From: Alexander Holler
Date: Sun Jan 13 2013 - 07:05:50 EST


Am 12.01.2013 23:22, schrieb Bernie Thompson:
Hi Alexander,

On Sat, Jan 12, 2013 at 5:20 AM, Alexander Holler <holler@xxxxxxxxxxxxx> wrote:
When a device was disconnected the driver may hang at waiting for urbs it never
will get. Fix this by using a timeout while waiting for the used semaphore.

The code used to be this way, but it used to cause nasty shutdown hangs:
http://git.plugable.com/gitphp/index.php?p=udlfb&a=commitdiff&h=1dd39a65001deb5a84088dfabb788d3274fbb6b6

Which is why the code is the way it is today.

Can you say under what situations you're hitting hangs on device
disconnect? Have you tested extensively to confirm no shutdown hangs
with your patch?


The driver almost always (2/3) hangs here when the device gets disconnected. It is easy to see when the device gets attached again as nothing will happen if the driver (already) hangs (in addition that a shutdown isn't possible).

I didn't test it extensively, but without the patch the driver isn't usable here. Maybe my previous patch which moves damages to a workqueue is the reason that it's more likely that urbs get missing, but the problem already existed because an urb might get missed on disconnect. I don't know what problems existed before, maybe people just had a problem with the BUG_ON(ret). If that _interrupted_ is really needed, it could make sense to implement a down_timeout_interruptible() for semaphores.

Stepping back, there was another recent patch from the community to
udlfb to work around issues of sleeping in the wrong context.
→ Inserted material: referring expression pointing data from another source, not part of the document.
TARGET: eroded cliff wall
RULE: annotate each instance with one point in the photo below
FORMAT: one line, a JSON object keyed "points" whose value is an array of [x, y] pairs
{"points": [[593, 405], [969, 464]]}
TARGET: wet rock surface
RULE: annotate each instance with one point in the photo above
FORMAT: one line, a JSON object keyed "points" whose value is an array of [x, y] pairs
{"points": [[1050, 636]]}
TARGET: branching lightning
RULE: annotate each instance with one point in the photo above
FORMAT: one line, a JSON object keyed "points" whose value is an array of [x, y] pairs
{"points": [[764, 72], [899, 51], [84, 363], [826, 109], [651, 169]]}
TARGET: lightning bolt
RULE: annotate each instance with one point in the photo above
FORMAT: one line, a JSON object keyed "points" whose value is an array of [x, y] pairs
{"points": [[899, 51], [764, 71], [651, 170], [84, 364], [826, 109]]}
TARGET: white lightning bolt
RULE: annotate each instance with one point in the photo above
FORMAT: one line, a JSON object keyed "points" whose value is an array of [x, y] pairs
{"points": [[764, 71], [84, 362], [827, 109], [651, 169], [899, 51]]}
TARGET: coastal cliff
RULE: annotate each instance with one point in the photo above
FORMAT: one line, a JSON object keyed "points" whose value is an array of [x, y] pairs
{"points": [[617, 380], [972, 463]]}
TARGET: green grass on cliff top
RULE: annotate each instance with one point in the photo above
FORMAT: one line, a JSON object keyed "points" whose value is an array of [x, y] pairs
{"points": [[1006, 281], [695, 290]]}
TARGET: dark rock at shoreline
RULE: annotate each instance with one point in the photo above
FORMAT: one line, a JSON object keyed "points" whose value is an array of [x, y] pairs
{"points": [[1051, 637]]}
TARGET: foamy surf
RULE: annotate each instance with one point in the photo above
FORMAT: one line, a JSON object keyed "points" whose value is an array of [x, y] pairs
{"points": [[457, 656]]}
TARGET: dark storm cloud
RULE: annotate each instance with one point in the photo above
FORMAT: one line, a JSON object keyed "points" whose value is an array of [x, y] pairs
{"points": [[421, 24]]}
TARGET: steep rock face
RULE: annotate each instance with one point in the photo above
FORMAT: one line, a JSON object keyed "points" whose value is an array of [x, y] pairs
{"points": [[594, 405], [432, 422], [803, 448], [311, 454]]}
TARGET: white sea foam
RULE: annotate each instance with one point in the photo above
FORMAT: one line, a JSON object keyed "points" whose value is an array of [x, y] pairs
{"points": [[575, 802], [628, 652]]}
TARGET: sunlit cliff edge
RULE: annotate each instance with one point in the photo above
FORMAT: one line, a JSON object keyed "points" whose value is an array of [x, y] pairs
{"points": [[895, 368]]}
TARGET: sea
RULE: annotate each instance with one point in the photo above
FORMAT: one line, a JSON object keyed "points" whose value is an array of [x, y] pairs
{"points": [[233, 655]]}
The fix
involved introducing another scheduled workitem. This slows everything
down when it's in the main path, and isn't really desirable if we can
avoid it.

Do you mean the one I've recently posted? It is needed, at least for 3.7 (I don't know since when those "schedule while atomic" messages appear).
It might slow down refreshes, but it is needed, at least until someone gets around those semaphores or removes the spinlocks in upper layers (as Alan Cox suggested with the "I am crap" helper for printk).

Maybe using a WQ_HIGHPRI for the workqueue with the damages will speed up things.

More optimizations might be doable too (e.g. combining multiple queued damages).

Another option to eliminate all these problems -- long considered but
never implemented -- is to get rid of all semaphores and potential
sleeps in udlfb entirely. That would require a strategy to throttle
rendering in some way other than by waiting in kernel (without some
throttling strategy, the USB bus can be a bottleneck which can flood
the system with rendered but untransmitted pixels).

Options might be:

1) When transfer buffers are full, keep track of dirty rectangles for
the rest and pick up where we left off the next time we're entered
(avoiding flooding by potentially having pixels in the dirty regions
be written over multiple times before we get to rendering them once)

2 ) If we "bet" on page-fault-based defio dirty pixel detection, we
could allocate buffers dynamically but increase the scheduling time to
transfer as our outstanding buffer count grows, and reduce the latency
only when the buffer count goes down (again, pixels will be
potentially rendered many times before being transfered once, avoiding
flooding).

Any other ideas on the specific or general case are welcome. Also
note that udlfb is being largely superceeded by the udl DRM driver -
so any decisions here should also be considered in that codebase.

In any case, thanks for giving the DisplayLink USB 2.0 graphics
drivers attention - it's much appreciated!

Thanks for the sugestions, but I don't feel the need to spend a lot of time here. I just wanted to use the console with the device and a kernel 3.7.x and neither udlfb nor udl currently worked (and I'm pretty sure I've used one of them some time before, likely udlfb).

Btw, to see the console again after a disconnect and connect, I'm currently using the following (necessary) quick&dirty hack:

---------
/* if clients still have us open, will be freed on last close */
- if (dev->fb_count == 0)
+// if (dev->fb_count == 0)
schedule_delayed_work(&dev->free_framebuffer_work, 0);
---------

Without that the framebuffer will never get unregistered (because just unlinking it doesn't remove the fb-console which counts for one client) with the result that the new one (after connecting the device again) will not get the console.